Personal information
- Full name: Alfred Tetteh
- Nickname: The Stinging Bee
- Nationality: Ghana
- Born: August 1, 1975 (age 50) Accra, Ghana
- Height: 1.60 m (5 ft 3 in)
- Weight: 55.5 kg (122 lb)

Sport
- Sport: Boxing
- Weight class: Super Bantamweight

= Alfred Tetteh =

Ghanaian boxer

Alfred Tetteh (born 1 August 1975) is a Ghanaian former professional boxer who competed from 2000 to 2015. At super bantamweight he challenged for the Commonwealth (British Empire) belt in 2003 and won the WBO Africa title in 2011. As an amateur he represented his country at the 1996 Summer Olympics in Atlanta, Georgia. There he was stopped in the first round of the men's light flyweight division (- 48 kg) by Morocco's Hamid Berhili.

==Professional career==
Tetteh turned professional in 2000 and won the National Super Bantamweight title in 2003 in his eleventh pro fight. He followed that up with an unsuccessful bid for the Commonwealth title in England that same year. In 2007, he lifted the West African Boxing Union Featherweight championship, but plagued by managerial problems, was inactive for the next three years having only two contests.

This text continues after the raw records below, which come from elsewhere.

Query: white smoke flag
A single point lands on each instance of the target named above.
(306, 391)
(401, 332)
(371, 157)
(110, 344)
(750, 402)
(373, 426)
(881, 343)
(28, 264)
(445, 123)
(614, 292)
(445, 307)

At the close of 2010, once again winning the national title, this time the vacant Featherweight belt, fortune smiled on Tetteh when local football and business magnate, Nana Adjei Ampofo, signed him to his fledgling Union Promotions with the intent to steer Tetteh to a world championship.

Tetteh quickly claimed the vacant WBO Africa Super Bantamweight title in 2011 and defended it the same year. The two victories catapulted him into the top ten of World Boxing Organization's rankings making him eligible for a shot at the WBO world title.